Appassionante Boris Eifman Ballet

Arriva in Italia, da San Pietroburgo, la compagnia del grande coreografo russo, con due dei migliori titoli del suo repertorio, "Red Giselle" e "Anna Karenina"

Riecco in Italia il Boris Eifman Ballet di San Pietroburgo con due dei migliori titoli del suo repertorio: Red Giselle (il 6 maggio 2012 al Teatro Comunale di Modena e l’8 maggio al Teatro Fraschini di Pavia) e Anna Karenina (il 9 e 10 maggio 2012 al Teatro degli Arcimboldi di Milano).

L’accoglienza riservata ai suoi appassionanti balletti  e alla sua splendida compagnia è sempre molto calorosa nel nostro Paese e sa darsene una spiegazione il coreografo sessantacinquenne Boris Eifman, nato in Siberia, oggi celeberrimo e amatissimo dopo decenni di isolamento e censure.

“Se sono sempre felice di venire in tournée in Italia con i mei spettacoli – confessa - è perché il vostro pubblico è estremamente generoso e sincero, pronto a recepire le emozioni che arrivano dal palcoscenico e a condividere la propria energia con i miei interpreti”.

Foto: ufficio stampa

Oltre all’Italia e naturalmente alla Russia i suoi balletti hanno un successo immenso in tutto il mondo. Quale crede sia la ragione?

Da un balletto lo spettatore si aspetta, prima di tutto, un profondo shock emotivo, quasi una catarsi, e ha bisogno di una forte base drammaturgica, di un contenuto filosofico profondo e di una passionalità molto intensa. Assistendo alle nostre rappresentazioni riceve tutto questo, e in forma viva. L’Eifman Ballet aspira a un teatro psicologico che non sia solo privilegio della prosa, ma anche del balletto. In questo siamo unici.

Dev’essere merito anche dei miti russi, della storia e della letteratura, soggetto della maggior parte dei suoi balletti. Perché a suo parere restano così contemporanei e  avvincenti?

È vero: nel romanzo di Pushkin Evgenij Onegin e nel tragico destino della ballerina Olga Spessivsteva o dello tsarevich Pavel, lo spettatore di oggi può trovare molti temi e motivi capaci di provocare una risposta viva nella sua anima. A dispetto del potere del tempo, penso dipenda dal fatto che la storia della Russia, la sua cultura e la sua arte non conoscono semitoni né compromessi, tutto è impetuoso: sofferenze, passioni, odio e amore. Proprio questa energia emotiva mi coinvolge e mi affascina come artista. Tanto che ho sempre più voglia di immergermi nelle vicende della storia russa, nei destini tragici e luminosi dei suoi protagonisti, nelle profondità psicologiche degli eroi della grande letteratura russa.

Red Giselle, che nel 1997 fu una svolta artistica per la sua compagnia, cosa rappresenta per Lei?

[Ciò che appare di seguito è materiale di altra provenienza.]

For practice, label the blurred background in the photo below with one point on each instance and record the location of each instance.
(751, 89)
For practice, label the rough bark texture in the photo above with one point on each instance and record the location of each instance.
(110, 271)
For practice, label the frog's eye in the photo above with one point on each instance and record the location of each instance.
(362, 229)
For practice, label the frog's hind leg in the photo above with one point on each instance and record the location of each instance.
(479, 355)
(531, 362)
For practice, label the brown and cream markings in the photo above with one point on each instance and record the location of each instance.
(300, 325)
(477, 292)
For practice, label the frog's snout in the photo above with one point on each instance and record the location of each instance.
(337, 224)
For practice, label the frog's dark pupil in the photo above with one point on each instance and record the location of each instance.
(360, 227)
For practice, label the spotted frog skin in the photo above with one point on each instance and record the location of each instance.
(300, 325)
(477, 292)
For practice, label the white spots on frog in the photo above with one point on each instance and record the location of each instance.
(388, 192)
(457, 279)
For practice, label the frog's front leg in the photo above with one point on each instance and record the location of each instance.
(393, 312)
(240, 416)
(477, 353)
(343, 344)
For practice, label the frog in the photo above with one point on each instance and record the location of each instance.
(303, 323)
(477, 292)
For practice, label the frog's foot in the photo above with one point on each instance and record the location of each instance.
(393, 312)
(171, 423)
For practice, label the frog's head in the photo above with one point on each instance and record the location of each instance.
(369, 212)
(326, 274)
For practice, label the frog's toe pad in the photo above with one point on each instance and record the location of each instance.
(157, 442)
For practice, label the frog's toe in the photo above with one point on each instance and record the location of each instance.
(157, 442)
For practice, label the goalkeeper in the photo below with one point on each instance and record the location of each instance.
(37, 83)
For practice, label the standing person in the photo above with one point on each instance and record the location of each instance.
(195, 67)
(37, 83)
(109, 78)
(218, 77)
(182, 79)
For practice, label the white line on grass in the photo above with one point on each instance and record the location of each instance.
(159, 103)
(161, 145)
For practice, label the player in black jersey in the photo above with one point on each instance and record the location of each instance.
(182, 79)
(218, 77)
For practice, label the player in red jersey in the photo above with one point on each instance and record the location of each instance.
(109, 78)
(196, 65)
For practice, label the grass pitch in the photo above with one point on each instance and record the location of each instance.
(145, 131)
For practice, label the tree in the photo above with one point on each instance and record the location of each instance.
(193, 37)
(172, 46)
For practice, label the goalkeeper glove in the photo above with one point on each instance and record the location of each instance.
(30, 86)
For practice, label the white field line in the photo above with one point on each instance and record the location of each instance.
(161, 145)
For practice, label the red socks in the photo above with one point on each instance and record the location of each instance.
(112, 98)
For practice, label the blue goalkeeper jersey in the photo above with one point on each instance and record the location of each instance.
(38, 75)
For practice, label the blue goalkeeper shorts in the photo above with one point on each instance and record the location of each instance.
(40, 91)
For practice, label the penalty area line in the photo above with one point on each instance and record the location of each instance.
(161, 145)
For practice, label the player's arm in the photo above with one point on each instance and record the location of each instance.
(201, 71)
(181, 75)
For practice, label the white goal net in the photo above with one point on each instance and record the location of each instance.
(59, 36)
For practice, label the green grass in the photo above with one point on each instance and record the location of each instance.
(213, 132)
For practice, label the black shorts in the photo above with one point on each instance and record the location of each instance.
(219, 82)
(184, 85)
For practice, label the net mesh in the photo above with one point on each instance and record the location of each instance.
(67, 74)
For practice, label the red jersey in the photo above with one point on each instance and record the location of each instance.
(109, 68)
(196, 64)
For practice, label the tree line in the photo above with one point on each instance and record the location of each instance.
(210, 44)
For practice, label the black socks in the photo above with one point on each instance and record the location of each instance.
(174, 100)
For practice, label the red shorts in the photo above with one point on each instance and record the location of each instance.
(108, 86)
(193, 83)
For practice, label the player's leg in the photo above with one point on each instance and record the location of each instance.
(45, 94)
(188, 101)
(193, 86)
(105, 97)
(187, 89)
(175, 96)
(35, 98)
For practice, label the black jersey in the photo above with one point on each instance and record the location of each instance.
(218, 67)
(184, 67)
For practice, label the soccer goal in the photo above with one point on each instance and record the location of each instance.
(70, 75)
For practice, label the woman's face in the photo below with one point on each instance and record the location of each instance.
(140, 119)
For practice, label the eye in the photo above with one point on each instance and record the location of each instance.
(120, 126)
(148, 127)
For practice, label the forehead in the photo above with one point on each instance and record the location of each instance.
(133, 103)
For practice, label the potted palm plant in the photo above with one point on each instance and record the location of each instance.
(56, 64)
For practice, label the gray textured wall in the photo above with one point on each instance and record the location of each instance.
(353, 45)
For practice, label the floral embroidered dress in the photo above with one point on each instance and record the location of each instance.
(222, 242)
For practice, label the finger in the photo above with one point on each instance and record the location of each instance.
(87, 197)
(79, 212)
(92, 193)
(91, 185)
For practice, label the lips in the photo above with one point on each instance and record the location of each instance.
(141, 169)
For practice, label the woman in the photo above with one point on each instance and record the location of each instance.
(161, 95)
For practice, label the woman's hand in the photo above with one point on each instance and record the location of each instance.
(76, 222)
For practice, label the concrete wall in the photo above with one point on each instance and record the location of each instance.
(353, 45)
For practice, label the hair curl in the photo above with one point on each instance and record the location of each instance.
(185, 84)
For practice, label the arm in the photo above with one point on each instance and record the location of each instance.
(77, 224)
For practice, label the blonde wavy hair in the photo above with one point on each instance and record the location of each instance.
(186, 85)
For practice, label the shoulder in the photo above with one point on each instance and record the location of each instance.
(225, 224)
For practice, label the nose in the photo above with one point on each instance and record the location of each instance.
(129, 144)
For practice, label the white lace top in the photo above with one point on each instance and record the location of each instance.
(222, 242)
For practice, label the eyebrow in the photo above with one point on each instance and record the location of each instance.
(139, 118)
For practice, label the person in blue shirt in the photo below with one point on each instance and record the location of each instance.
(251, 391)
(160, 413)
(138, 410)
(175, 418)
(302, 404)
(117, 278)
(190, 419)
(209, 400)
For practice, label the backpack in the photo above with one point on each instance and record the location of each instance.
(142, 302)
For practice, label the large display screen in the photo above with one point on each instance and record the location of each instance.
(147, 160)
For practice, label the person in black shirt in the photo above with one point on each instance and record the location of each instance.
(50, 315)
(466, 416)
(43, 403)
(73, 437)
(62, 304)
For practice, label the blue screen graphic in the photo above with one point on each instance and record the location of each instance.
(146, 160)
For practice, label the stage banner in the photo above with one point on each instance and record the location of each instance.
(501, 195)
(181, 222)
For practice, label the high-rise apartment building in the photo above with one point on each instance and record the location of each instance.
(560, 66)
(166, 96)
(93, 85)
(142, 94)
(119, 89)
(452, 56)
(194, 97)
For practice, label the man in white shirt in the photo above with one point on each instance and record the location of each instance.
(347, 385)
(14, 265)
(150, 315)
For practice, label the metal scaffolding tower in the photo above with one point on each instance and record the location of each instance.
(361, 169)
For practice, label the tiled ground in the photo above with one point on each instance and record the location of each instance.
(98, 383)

Questo balletto riflette la storia russa e il carattere russo, è l’immagine del potere delle circostanze storiche su un individuo. Red Giselle è dedicato al tragico destino della grande ballerina russa Olga Spessivtseva, che dovette lasciare la Russia e morì dimenticata in un Paese straniero. La sua è l’eterna tragedia di chi ha perduto la terra natale e tagliato i legami spirituali con essa. È anche un balletto sull’esorbitante, terribile prezzo che i grandi artisti devono pagare, in termini di rinunce, sacrifici, perdita della salute e dell’armonia fisica e mentale, anche se le loro creazioni rimangono meravigliose lungo i secoli. È uno dei miei temi filosofici per me più importanti, che ho sviluppato in balletti quali Tchaikovskij, Il Gabbiano, Rodin. Da questo punto di vista Red Giselle può dirsi una delle mie creazioni più significative.

Foto: ufficio stampa


E Anna Karenina, successo del 2005?

Questo balletto è la quintessenza dello stile del nostro teatro, della nostra ricerca creativa. In Anna Karenina si riflettono i risultati di una lunga storia creativa, la mia visione del balletto come arte filosoficamente focalizzata, situata nello spazio estetico del teatro psicologico. Ma voglio sottolineare che noi non mettiamo in scena una banale rilettura del romanzo di Tolstoj, bensì mostriamo come tramite il linguaggio del corpo molti suoi aspetti possono svelarsi in modo nuovo.